Williams v. StateAnnotate this Case
907 S.W.2d 120 (1995)
322 Ark. 38
Tony WILLIAMS, Appellant, v. STATE of Arkansas, Appellee.
No. CR 95-578.
Supreme Court of Arkansas.
October 9, 1995.
*121 Daniel D. Becker, Hot Springs, for appellant.
Sandy Moll, Asst. Attorney General, Little Rock, for appellee.
Tony Williams was convicted of rape, aggravated robbery, and felony theft. The prosecution offered six photographs of the elderly female victim, showing her beaten and bloody condition shortly after the crime occurred. The Trial Court compared the photographs and admitted four of them. Counsel objected to the pictures on the ground that their prejudicial effect outweighed their probative value and that they were cumulative. He renews the prejudice argument on appeal. He also contends it was error to admit a "rape kit" laboratory report compiled by a State Crime Laboratory analyst. He contends the report was hearsay and cumulative to the analyst's testimony. We find no error and affirm.1. The photographs
Mr. Williams cites cases such as Berry v. State, 290 Ark. 223, 718 S.W.2d 447 (1986), in which we held the Trial Court abused his discretion by admitting too many autopsy pictures of a victim. His argument, for which he cites no authority, is that the victim testified about her injuries; therefore, the photographs were not helpful to the jury but served only to inflame them.

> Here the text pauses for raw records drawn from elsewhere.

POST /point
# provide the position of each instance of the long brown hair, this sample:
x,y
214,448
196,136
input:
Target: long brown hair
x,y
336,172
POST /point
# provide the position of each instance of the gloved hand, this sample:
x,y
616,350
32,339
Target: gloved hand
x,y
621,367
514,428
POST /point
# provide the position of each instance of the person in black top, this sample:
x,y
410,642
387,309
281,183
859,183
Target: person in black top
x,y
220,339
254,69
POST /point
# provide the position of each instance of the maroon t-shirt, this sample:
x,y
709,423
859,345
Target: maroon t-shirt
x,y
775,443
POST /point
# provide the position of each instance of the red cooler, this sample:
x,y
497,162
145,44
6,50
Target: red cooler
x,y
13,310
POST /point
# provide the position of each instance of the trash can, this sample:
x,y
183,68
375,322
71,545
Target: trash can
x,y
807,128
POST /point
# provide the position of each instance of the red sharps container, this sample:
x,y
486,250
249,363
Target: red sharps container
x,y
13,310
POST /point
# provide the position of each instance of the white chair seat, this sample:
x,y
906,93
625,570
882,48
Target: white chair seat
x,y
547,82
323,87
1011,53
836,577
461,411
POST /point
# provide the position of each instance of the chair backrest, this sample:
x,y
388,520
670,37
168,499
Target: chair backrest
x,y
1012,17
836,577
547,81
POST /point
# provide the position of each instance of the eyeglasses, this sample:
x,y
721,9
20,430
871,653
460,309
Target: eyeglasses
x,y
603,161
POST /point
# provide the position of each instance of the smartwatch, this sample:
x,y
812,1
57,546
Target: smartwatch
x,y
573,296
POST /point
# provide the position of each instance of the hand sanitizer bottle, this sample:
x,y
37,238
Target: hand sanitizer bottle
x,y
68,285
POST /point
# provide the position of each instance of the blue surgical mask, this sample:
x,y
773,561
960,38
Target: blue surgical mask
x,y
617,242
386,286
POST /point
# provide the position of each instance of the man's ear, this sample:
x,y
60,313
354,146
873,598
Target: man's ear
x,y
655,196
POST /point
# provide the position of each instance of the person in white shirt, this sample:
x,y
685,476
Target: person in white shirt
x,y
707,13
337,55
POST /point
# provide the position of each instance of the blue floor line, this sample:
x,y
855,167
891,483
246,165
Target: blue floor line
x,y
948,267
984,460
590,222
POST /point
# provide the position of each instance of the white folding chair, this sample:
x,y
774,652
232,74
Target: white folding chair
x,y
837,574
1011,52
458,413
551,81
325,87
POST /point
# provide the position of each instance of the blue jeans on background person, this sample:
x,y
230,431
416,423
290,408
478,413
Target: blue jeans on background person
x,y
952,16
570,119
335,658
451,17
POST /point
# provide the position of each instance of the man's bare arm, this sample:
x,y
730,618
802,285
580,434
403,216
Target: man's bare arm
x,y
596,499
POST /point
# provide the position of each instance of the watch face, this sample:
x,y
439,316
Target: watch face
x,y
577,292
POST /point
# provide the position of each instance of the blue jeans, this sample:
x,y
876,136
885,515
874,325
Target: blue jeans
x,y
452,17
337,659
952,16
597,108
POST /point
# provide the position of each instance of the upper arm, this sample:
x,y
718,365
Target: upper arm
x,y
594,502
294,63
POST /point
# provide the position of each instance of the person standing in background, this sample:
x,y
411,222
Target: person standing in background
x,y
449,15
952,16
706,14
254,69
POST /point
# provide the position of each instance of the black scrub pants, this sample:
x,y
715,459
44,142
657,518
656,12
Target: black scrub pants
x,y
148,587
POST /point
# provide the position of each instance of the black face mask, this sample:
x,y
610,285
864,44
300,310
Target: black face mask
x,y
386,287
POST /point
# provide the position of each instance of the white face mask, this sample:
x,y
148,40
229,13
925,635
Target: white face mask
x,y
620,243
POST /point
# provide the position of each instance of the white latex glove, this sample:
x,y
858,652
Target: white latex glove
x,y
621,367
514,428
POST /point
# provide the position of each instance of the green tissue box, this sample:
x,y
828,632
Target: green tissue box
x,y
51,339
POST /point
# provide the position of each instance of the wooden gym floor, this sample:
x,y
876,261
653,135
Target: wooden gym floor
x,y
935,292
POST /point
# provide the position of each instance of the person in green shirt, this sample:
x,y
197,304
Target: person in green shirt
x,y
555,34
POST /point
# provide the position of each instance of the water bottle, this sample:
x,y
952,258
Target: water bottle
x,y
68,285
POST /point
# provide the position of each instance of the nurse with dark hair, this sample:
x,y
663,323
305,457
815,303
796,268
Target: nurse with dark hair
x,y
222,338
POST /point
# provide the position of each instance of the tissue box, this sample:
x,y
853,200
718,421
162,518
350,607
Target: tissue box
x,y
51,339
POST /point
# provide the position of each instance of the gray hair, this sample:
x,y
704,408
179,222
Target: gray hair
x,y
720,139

The Trial Court committed no abuse of discretion in allowing the photographs. The fact that photographs may be inflammatory is not alone sufficient reason to exclude them if they enable a witness better to describe that which they portray or if they corroborate the witness's testimony. Strawhacker v. State, 304 Ark. 726, 804 S.W.2d 720 (1991); Williams v. State, 300 Ark. 84, 776 S.W.2d 359 (1989). Our law clearly contemplates situations where photographs are used in addition to the testimony of a witness as to that which the photographs depict.2. The report
The use of a State Crime Laboratory report as evidence in a trial is governed by Ark.Code Ann. § 12-12-313 (Supp.1993). Subsection (a) of the statute provides that such a report is admissible when properly attested. Mr. Williams argues the statute does not apply when the serologist who compiled the report testifies in person. That is not so because subsection (c) of the statute provides specifically that "the records and reports shall be admissible through the analyst who shall be subject to cross-examination by the defendant or his counsel."